Query-farm/vgi-lightgbm

Repository files navigation

Vector Gateway Interface        LightGBM

vgi-lightgbm

CI

A VGI worker that brings LightGBM into DuckDB/SQL: train gradient-boosted models, persist them in a registry, predict over SQL tables, and interpret them (feature importance + SHAP contributions) — all as SQL functions. LightGBM's first-class categorical-feature support is exposed directly: string columns become native categorical splits, no one-hot encoding required.

INSTALL vgi FROM community; LOAD vgi;
ATTACH 'lightgbm' (TYPE vgi, LOCATION 'uv run lightgbm_worker.py');

-- train + persist a model
SELECT model_name, task FROM lightgbm.fit(
  (SELECT * FROM lightgbm.iris()),
  model_name := 'iris_clf', estimator := 'lgbm_classifier', target := 'target', id := 'sample_id');

-- predict later
SELECT * FROM lightgbm.predict((SELECT * FROM new_flowers), model_name := 'iris_clf', id := 'id');

How it maps LightGBM onto SQL

LightGBM is built around stateful fit / predict estimators; SQL is set-oriented.
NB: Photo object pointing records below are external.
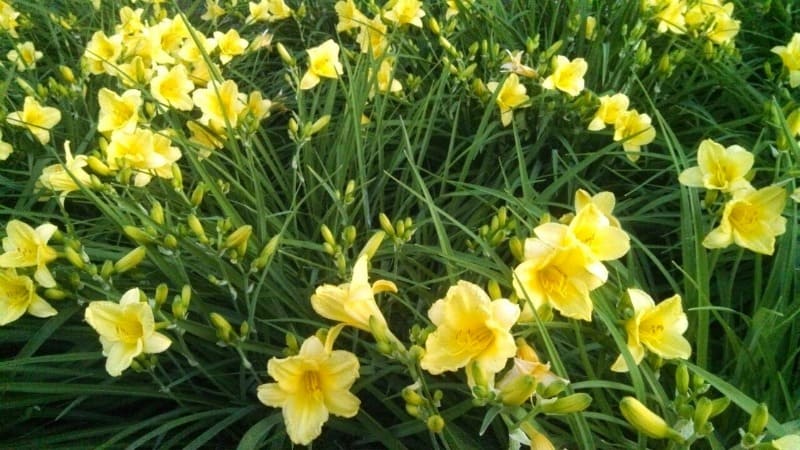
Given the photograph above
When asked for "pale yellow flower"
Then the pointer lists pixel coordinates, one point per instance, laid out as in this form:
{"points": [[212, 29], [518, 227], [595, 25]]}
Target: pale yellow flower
{"points": [[719, 168], [27, 247], [634, 130], [118, 112], [323, 62], [406, 12], [352, 303], [18, 296], [567, 75], [470, 327], [310, 386], [126, 329], [751, 219], [510, 96], [25, 56], [173, 87], [611, 106], [36, 118], [656, 328]]}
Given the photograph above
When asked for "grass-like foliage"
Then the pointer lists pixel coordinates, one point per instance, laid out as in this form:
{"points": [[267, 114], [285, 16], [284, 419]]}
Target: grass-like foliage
{"points": [[411, 224]]}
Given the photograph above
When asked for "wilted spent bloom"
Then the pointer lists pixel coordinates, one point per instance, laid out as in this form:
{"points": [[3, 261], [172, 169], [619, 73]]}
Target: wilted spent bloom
{"points": [[719, 168], [406, 12], [510, 96], [24, 55], [751, 219], [611, 106], [656, 328], [36, 118], [470, 328], [634, 130], [18, 296], [312, 385], [27, 247], [323, 62], [567, 75], [790, 55], [126, 329]]}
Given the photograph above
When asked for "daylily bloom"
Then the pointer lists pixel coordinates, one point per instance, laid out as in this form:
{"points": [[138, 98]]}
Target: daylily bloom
{"points": [[352, 303], [310, 386], [126, 329], [567, 75], [790, 55], [719, 167], [470, 328], [512, 95], [611, 106], [634, 130], [27, 247], [657, 328], [36, 118], [118, 112], [752, 219], [18, 296], [406, 12], [323, 62]]}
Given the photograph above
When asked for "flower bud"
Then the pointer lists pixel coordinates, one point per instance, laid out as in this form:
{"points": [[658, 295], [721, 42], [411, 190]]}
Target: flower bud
{"points": [[646, 421]]}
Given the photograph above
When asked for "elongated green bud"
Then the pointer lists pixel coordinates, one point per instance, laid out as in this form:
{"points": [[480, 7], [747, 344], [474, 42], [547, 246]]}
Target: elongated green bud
{"points": [[646, 421]]}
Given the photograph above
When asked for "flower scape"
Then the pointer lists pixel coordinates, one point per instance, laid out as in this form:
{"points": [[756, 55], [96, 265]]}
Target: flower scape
{"points": [[400, 224]]}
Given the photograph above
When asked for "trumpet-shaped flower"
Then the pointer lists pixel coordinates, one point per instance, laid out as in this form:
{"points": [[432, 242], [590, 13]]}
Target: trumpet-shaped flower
{"points": [[67, 177], [611, 106], [470, 327], [561, 277], [719, 168], [25, 56], [310, 386], [323, 62], [567, 75], [36, 118], [790, 55], [656, 328], [18, 296], [634, 130], [510, 96], [752, 219], [126, 329], [173, 87], [27, 247], [352, 303], [406, 12], [118, 112]]}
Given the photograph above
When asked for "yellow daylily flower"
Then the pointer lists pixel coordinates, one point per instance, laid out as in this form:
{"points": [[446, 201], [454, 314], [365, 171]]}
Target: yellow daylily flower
{"points": [[352, 303], [719, 167], [657, 328], [126, 329], [611, 106], [752, 219], [406, 12], [511, 95], [18, 296], [561, 277], [27, 247], [470, 328], [173, 87], [323, 62], [634, 130], [118, 112], [790, 55], [310, 386], [36, 118], [567, 75]]}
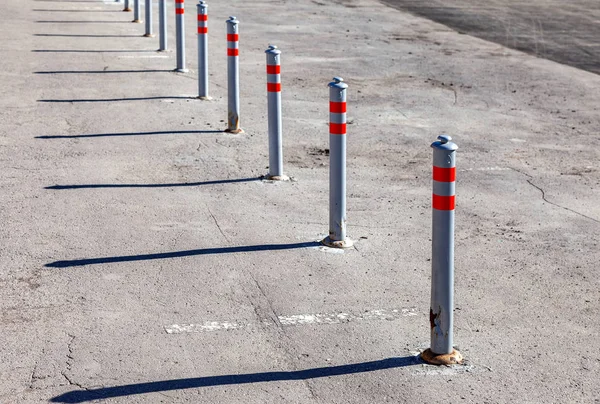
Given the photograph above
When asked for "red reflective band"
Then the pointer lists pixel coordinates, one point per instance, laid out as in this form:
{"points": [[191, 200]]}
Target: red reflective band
{"points": [[337, 128], [337, 107], [273, 69], [273, 87], [444, 174], [443, 202]]}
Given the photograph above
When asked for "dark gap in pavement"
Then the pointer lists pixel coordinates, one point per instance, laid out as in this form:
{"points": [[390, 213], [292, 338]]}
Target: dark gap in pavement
{"points": [[79, 396], [166, 132], [178, 254], [181, 184]]}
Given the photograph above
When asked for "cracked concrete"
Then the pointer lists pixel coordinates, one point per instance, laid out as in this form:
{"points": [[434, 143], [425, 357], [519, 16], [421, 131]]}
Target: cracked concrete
{"points": [[110, 163]]}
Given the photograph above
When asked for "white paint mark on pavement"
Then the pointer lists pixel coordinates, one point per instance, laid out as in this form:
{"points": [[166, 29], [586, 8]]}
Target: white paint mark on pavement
{"points": [[294, 320]]}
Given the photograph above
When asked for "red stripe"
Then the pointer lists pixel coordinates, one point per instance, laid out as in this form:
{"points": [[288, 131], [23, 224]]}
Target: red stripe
{"points": [[337, 107], [337, 128], [273, 69], [444, 174], [443, 202], [273, 87]]}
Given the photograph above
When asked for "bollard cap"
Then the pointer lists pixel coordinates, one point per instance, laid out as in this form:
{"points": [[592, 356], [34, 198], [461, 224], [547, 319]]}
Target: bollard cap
{"points": [[444, 142], [338, 82], [273, 50]]}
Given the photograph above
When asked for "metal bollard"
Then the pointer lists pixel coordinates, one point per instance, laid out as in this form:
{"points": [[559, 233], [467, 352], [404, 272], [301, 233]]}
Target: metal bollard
{"points": [[203, 50], [274, 115], [337, 165], [441, 315], [233, 77], [162, 24], [148, 10], [136, 11], [180, 31]]}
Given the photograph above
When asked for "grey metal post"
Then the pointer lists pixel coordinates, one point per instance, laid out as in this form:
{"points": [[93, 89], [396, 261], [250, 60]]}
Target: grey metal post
{"points": [[233, 76], [148, 10], [203, 50], [337, 165], [162, 24], [274, 113], [136, 11], [180, 31], [441, 315]]}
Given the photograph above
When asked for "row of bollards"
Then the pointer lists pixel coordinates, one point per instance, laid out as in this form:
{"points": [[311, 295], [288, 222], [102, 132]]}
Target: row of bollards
{"points": [[441, 351]]}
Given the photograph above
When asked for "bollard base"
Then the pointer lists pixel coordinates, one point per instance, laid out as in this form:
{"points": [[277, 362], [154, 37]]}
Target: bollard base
{"points": [[277, 177], [328, 242], [453, 358]]}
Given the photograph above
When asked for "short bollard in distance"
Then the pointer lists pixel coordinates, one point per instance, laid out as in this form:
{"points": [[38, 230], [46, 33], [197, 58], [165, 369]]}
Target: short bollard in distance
{"points": [[233, 76], [441, 315]]}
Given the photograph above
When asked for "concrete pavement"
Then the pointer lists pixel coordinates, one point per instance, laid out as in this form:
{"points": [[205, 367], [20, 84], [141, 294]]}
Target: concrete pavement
{"points": [[142, 259]]}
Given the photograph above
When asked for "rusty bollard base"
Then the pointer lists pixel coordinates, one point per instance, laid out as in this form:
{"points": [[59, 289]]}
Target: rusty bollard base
{"points": [[453, 358], [328, 242]]}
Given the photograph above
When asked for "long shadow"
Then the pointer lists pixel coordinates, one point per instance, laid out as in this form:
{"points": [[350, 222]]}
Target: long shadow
{"points": [[93, 51], [166, 132], [84, 22], [89, 36], [177, 97], [177, 254], [209, 381], [104, 71], [181, 184], [77, 11]]}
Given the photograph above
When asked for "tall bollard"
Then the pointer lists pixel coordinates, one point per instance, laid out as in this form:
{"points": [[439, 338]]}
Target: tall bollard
{"points": [[180, 31], [441, 315], [136, 11], [274, 110], [162, 24], [337, 165], [233, 76], [148, 10], [203, 50]]}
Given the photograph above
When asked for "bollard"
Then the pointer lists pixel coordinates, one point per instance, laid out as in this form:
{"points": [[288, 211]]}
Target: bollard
{"points": [[337, 165], [180, 31], [203, 50], [136, 11], [274, 113], [148, 10], [441, 315], [233, 77], [162, 24]]}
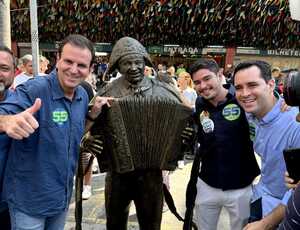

Each piece is mapped to the VGI primitive that fits its data flow:

Area SQL surface VGI primitive
Datasets SELECT * FROM lightgbm.iris() table function (source)
Fit lightgbm.fit((SELECT ...), model_name := 'm', ...) table-buffering → BLOB + registry
Typed fit lightgbm.fit_lgbm_classifier((SELECT ...), num_leaves := 63, ...) table-buffering
Predict lightgbm.predict((SELECT ...), model_name := 'm') streaming table-in-out
Cross-val lightgbm.cross_val_predict(...) / lightgbm.cross_val_score(...) table-buffering
Search lightgbm.grid_search((SELECT ...), estimator := union_value(...)) table-buffering
Importance lightgbm.feature_importance('m') / lightgbm.permutation_importance(...) table function / buffering
Explain (SHAP) lightgbm.explain((SELECT ...), model_name := 'm') streaming table-in-out
Inspect lightgbm.partial_dependence((SELECT ...), feature := 'x') table-buffering

Conventions for the fit / predict / explain functions:

  • The input relation is the feature matrix X, passed as a (SELECT ...) subquery. Named arguments use DuckDB's name := value syntax.
  • id names a passthrough column: it is excluded from the features and copied unchanged onto each output row, so you can join results back to the source. It is optional.
  • target (required for fit / cross-val) names the label column, also excluded from features. Classification targets may be any label dtype — integer codes or strings (e.g. 'setosa'): labels are encoded internally and predict decodes back to the original labels (so the prediction column is VARCHAR for string labels, BIGINT for integer ones, and with_proba names the columns proba_<label>).
  • Every remaining column is a feature. Numeric and boolean columns are used as numeric features; string columns become native LightGBM categorical features (detected automatically). NULLs are kept as missing values, which LightGBM handles natively. Other column types raise a clear error — SELECT only the columns you want as features.
  • For fit, hyperparameters are passed as a JSON string: params := '{"n_estimators": 300, "num_leaves": 63}'. Unknown hyperparameters are rejected with the list of valid ones. The typed fit_lgbm_* functions expose the common ones as native named arguments instead; grid_search/randomized_search take a typed discriminated-union estimator argument (see below), not JSON.
  • fit/predict align features by name, not position: predict selects the model's fitted feature columns by name (input order is irrelevant, extra columns are ignored) and errors if a required feature column is missing.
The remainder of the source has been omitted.